In the PDF, the animate dead spell is said to be the ancestor of a spell created by a gnoll shaman, Kritak. Obsessed with death and ousted from his tribe by a paranoid shaman, Kritak raised an undead army as a surrogate clan. As with the other PDFs in this line, Behind the Spells: Animate Dead presents a number of plot hooks in its narrative, my personal favorite being the body-jumping gnoll lich (a perfect villain for a campaign).

On the mechanics side, Boyd presents a new weapon ability, one new spell, and two ways to transfer control of animated dead. Last things first, the two methods are interesting — one allows a spellcaster to wrench control of the undead away from their creator, while the other allows a spellcaster to transfer control of the undead to another caster. I found the first idea to be fine mechanically, although having a hp cost to even attempt to gain control of another caster's undead could, when coupled with the 1 hp/HD of monsters "stolen," lay low a mid-level caster very quickly, particularly if he's had trouble establishing contact with the undead. The other, although interesting, would seem to be of limited use to any caster with a low Charisma score, as it relies on Intimidate checks to cow the undead. I'd personally use a caster level check with the DC set the same way, which'd make it easier for a higher level spellcaster to take control of undead given to him by another caster. (That said, I'm pretty sure that tying it into Charisma and Intimidate could be a nod to the mechanics for turning undead.)

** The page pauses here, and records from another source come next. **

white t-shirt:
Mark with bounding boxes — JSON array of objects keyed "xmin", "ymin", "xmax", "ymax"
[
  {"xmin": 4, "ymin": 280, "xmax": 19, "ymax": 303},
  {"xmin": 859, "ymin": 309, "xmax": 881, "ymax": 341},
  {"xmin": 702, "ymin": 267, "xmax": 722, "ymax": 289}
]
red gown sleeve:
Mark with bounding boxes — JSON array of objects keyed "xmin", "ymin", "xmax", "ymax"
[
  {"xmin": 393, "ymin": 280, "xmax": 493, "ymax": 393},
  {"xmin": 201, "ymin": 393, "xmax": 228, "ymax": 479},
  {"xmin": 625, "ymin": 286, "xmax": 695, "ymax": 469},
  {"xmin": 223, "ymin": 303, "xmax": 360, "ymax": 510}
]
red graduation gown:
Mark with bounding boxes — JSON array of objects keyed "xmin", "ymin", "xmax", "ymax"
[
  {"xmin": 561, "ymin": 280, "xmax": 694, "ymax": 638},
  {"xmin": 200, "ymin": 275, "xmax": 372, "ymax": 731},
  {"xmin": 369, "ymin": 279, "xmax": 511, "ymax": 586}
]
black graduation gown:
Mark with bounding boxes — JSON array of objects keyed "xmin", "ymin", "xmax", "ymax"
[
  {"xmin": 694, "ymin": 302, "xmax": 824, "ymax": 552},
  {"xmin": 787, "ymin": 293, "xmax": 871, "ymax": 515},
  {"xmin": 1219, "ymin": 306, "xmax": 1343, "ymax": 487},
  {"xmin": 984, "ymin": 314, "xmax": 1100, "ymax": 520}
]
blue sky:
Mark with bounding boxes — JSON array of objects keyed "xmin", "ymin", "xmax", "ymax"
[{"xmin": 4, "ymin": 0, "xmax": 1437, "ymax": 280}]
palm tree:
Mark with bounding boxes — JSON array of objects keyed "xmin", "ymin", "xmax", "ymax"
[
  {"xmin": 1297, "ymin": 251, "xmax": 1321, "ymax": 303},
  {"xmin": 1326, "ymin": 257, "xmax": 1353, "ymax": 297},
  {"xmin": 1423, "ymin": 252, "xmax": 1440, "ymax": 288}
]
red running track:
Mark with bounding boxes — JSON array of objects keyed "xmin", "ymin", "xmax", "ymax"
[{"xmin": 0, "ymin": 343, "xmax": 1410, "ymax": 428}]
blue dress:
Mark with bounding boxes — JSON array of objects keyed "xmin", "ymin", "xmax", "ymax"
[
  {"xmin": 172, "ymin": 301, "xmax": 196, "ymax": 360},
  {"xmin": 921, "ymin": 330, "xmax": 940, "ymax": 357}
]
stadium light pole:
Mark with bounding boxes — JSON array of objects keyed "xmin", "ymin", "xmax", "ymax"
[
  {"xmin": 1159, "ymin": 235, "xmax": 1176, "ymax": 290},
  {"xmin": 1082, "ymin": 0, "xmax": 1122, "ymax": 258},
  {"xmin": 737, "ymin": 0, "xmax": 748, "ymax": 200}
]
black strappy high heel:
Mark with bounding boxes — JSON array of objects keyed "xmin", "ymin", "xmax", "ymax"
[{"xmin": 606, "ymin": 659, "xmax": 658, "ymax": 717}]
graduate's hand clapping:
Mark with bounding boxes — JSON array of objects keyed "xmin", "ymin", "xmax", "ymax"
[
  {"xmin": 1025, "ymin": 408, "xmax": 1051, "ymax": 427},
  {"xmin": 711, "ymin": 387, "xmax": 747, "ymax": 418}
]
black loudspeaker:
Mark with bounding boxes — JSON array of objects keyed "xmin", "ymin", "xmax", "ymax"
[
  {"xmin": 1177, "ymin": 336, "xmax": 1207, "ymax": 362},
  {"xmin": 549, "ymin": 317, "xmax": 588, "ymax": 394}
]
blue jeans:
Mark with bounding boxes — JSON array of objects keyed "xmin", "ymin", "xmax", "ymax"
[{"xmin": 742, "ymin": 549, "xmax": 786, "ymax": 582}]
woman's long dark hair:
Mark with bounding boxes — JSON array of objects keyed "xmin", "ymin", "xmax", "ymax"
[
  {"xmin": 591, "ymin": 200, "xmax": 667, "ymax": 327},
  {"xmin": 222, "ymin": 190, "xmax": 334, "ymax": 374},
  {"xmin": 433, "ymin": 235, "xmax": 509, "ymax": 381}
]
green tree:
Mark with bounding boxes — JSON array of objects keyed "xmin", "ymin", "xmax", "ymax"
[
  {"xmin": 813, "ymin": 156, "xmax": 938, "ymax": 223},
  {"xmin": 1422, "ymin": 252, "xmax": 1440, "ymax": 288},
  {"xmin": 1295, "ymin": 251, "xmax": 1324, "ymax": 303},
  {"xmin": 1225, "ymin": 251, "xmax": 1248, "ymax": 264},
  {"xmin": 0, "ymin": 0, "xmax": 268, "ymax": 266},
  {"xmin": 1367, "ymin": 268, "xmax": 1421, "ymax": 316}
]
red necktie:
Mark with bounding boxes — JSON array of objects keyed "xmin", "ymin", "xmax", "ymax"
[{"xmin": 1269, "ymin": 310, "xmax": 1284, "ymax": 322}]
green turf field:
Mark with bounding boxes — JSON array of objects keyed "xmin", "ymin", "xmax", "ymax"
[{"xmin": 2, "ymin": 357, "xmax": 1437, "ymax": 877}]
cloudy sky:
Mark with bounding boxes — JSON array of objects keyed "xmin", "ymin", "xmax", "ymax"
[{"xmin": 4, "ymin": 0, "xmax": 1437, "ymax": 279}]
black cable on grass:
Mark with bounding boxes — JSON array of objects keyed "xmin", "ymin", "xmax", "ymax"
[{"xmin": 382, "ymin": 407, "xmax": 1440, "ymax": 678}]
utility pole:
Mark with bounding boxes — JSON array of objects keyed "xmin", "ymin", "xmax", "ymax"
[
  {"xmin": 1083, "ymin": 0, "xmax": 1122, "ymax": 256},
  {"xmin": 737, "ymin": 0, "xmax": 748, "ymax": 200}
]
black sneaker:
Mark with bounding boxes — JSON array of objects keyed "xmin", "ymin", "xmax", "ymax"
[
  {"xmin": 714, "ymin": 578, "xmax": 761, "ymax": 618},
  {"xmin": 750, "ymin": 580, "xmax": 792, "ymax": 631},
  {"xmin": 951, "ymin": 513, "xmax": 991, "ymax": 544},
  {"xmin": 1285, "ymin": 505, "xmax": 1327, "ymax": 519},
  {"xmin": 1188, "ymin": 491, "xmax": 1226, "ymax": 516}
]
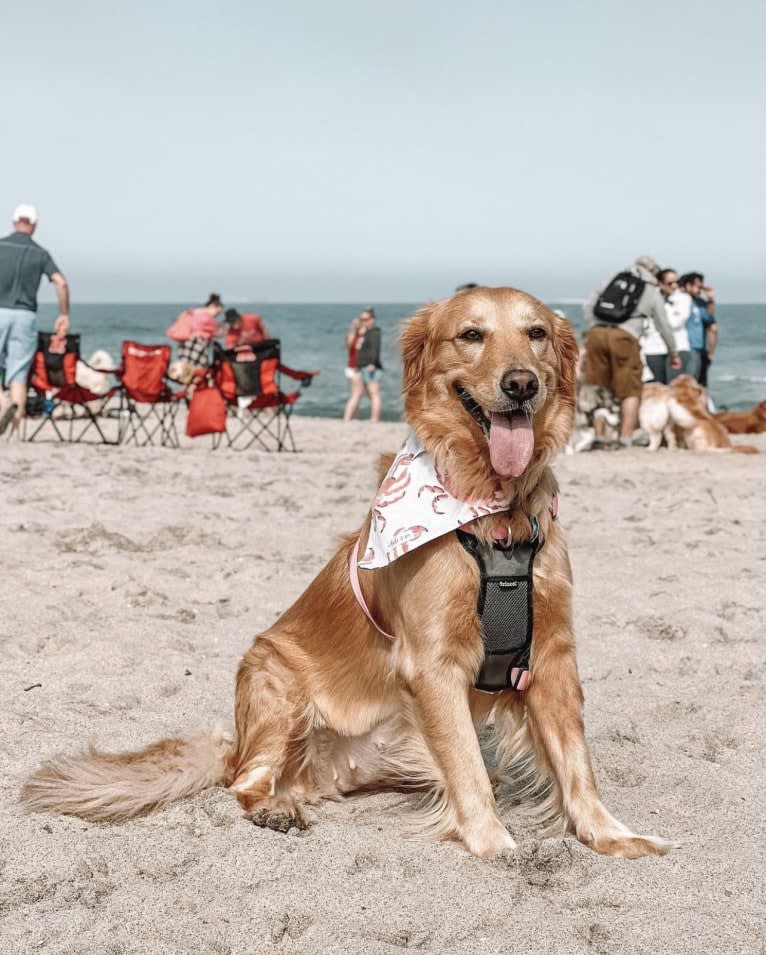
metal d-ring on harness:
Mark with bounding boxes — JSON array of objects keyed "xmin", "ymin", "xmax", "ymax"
[{"xmin": 456, "ymin": 515, "xmax": 540, "ymax": 693}]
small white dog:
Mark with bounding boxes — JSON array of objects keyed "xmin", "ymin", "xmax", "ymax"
[
  {"xmin": 75, "ymin": 350, "xmax": 115, "ymax": 395},
  {"xmin": 167, "ymin": 359, "xmax": 196, "ymax": 386}
]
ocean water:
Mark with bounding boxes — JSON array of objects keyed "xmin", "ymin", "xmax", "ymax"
[{"xmin": 36, "ymin": 301, "xmax": 766, "ymax": 420}]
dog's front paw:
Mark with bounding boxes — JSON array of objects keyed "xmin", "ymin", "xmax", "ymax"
[
  {"xmin": 248, "ymin": 801, "xmax": 308, "ymax": 834},
  {"xmin": 462, "ymin": 818, "xmax": 517, "ymax": 859},
  {"xmin": 251, "ymin": 806, "xmax": 308, "ymax": 834},
  {"xmin": 584, "ymin": 830, "xmax": 674, "ymax": 859}
]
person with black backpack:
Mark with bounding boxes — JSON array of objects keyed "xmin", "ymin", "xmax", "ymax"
[{"xmin": 582, "ymin": 255, "xmax": 680, "ymax": 447}]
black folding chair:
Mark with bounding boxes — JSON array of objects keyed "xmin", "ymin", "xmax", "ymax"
[
  {"xmin": 24, "ymin": 333, "xmax": 120, "ymax": 444},
  {"xmin": 210, "ymin": 340, "xmax": 317, "ymax": 451}
]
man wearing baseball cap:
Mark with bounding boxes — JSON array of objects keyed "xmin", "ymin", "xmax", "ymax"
[{"xmin": 0, "ymin": 204, "xmax": 70, "ymax": 437}]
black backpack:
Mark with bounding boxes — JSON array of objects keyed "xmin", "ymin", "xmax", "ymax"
[{"xmin": 593, "ymin": 271, "xmax": 645, "ymax": 323}]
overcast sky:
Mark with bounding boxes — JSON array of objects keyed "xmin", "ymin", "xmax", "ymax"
[{"xmin": 4, "ymin": 0, "xmax": 765, "ymax": 302}]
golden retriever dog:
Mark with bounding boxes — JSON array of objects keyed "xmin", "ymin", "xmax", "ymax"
[
  {"xmin": 21, "ymin": 288, "xmax": 670, "ymax": 859},
  {"xmin": 668, "ymin": 375, "xmax": 757, "ymax": 454},
  {"xmin": 715, "ymin": 399, "xmax": 766, "ymax": 434}
]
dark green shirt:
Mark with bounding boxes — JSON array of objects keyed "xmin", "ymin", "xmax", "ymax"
[
  {"xmin": 356, "ymin": 325, "xmax": 382, "ymax": 368},
  {"xmin": 0, "ymin": 232, "xmax": 60, "ymax": 312}
]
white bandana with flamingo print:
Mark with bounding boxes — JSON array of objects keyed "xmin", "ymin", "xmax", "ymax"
[{"xmin": 357, "ymin": 432, "xmax": 511, "ymax": 569}]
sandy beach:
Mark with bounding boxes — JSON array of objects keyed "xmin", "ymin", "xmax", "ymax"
[{"xmin": 1, "ymin": 419, "xmax": 764, "ymax": 954}]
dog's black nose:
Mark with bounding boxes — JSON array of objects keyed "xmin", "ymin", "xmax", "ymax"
[{"xmin": 500, "ymin": 369, "xmax": 539, "ymax": 402}]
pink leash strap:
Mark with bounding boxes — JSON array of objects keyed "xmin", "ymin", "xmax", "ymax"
[{"xmin": 349, "ymin": 539, "xmax": 396, "ymax": 641}]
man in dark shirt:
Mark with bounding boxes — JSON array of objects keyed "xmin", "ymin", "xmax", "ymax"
[{"xmin": 0, "ymin": 204, "xmax": 69, "ymax": 437}]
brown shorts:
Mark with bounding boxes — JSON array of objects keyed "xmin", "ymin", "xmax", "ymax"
[{"xmin": 583, "ymin": 326, "xmax": 643, "ymax": 399}]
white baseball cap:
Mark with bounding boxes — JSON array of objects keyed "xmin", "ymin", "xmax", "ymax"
[{"xmin": 12, "ymin": 203, "xmax": 38, "ymax": 224}]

The new spell, corspe soldiers, works well as part of a chain with animate dead, and I like the profane bonuses on attack and damage, which help make it more appealing than if it were animate dead, only for more HD. Animating, the new weapon quality, does exactly what it would appear to do — it animates creatures "killed" by the weapon with the feature. I have quotation marks around "killed," because, as written, the wielder of a +1 animating longsword would only need to bring an opponent down to 0 hp for it to be raised as a zombie or a skeleton — this allows the wielder to raise enemies that aren't technically dead yet! This is easily fixed, but, considering that most people that had this weapon quality available to them would be NPCs, I think it's important to note. No players I've ever played with would be happy if I informed them at -1 hp that they were now a zombie.

All things considered, I enjoyed this product, and would happily use the new spell and the plot hooks presented in my campaign as is. The rest of it's useable with very little tweaking. Well worth the cover price.

Score: 4.

* One editing mistake that I did notice was in the identification of open content: "All game mechanics in this PDF is designated as open game content" should be "All game mechanics in this PDF are designated as open game content." For sakes of scoring the product, I'm ignoring this, although it may be useful for the publisher to know.